Pour la première fois de son histoire, HTML5 documente l’API DOM : en clair ça veut dire que chaque élément HTML est listé ainsi que toutes les propriétés qu’il doit exposer à Javascript, et toutes les méthodes Javascript qu’on peut lui appliquer. Par exemple, l’élément image (img) nous donne accès à l’adresse de sa source (src) en lecture (dis-moi quelle ressource tu affiches) et en écriture (affiche telle ressource à la place de la source d’origine); l’élément video, on l’a vu, nous permet de le jouer (play()) et de le mettre en pause (pause()), etc.

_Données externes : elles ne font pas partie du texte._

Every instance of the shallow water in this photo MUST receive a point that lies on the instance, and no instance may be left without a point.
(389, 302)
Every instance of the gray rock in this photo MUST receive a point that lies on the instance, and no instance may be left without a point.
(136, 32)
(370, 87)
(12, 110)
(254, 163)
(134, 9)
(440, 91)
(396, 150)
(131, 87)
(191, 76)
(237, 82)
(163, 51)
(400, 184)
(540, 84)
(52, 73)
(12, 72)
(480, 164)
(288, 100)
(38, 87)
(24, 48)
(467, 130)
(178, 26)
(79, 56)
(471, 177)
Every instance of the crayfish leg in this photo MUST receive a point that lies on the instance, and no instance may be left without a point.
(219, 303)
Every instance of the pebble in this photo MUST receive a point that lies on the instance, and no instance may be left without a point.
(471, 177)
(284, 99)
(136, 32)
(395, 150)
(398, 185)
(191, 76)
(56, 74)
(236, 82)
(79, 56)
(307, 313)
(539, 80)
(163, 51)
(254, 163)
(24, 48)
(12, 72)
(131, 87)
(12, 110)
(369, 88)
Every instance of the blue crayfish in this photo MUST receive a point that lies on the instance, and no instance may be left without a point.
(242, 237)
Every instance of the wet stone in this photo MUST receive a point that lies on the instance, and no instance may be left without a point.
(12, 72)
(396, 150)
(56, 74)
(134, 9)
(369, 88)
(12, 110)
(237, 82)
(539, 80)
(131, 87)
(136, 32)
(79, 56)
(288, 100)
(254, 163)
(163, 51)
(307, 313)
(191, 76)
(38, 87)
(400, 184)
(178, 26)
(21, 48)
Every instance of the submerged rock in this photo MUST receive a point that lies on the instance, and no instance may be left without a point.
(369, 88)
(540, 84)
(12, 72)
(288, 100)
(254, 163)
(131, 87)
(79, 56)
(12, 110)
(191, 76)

Je ne note pas de souci d’accessibilité à ce niveau-là : le Javascript est ce que l’on en fait. Nous avons enfin une chance de nous attendre à des comportements documentés, normalisés, donc de simplifer le codage : à terme on se libèrera du temps pour mieux écrire son code et se concentrer sur sa qualité (et donc potentiellement son accessibilité) plutôt que sur la compatiblité multi-navigateurs.

Des nouvelles API

Les nouvelles API liées à HTML5 (localStorage qui permet de stocker des données localement, utile par exemple pour accélérer la navigation, geolocation pour savoir géolocaliser le navigateur et lui proposer des services contextualisés) n’ont pas vraiment grand-chose à voir avec l’accessibilité, nous ne voyons pas de souci a priori à utiliser ces nouveautés.

En bref

HTML5 est plutôt une bonne chose en général, il consolide HTML4, explicite les interfaces avec les éléments du code, précise les algorithmes d’interprétation des éléments, fournit grâce à ses API des fonctionnalités jusque-là réservées à des plugins (le multimédia) ou à des applications lourdes (services géolocalisés). Pour ce qui concerne l’accessibilité, vous l’aurez compris, il n’est pas franchement plus préjudiciable que HTML4, et il ne faudrait surtout pas, pour des imperfections, rejeter en bloc toutes ces nouveautés.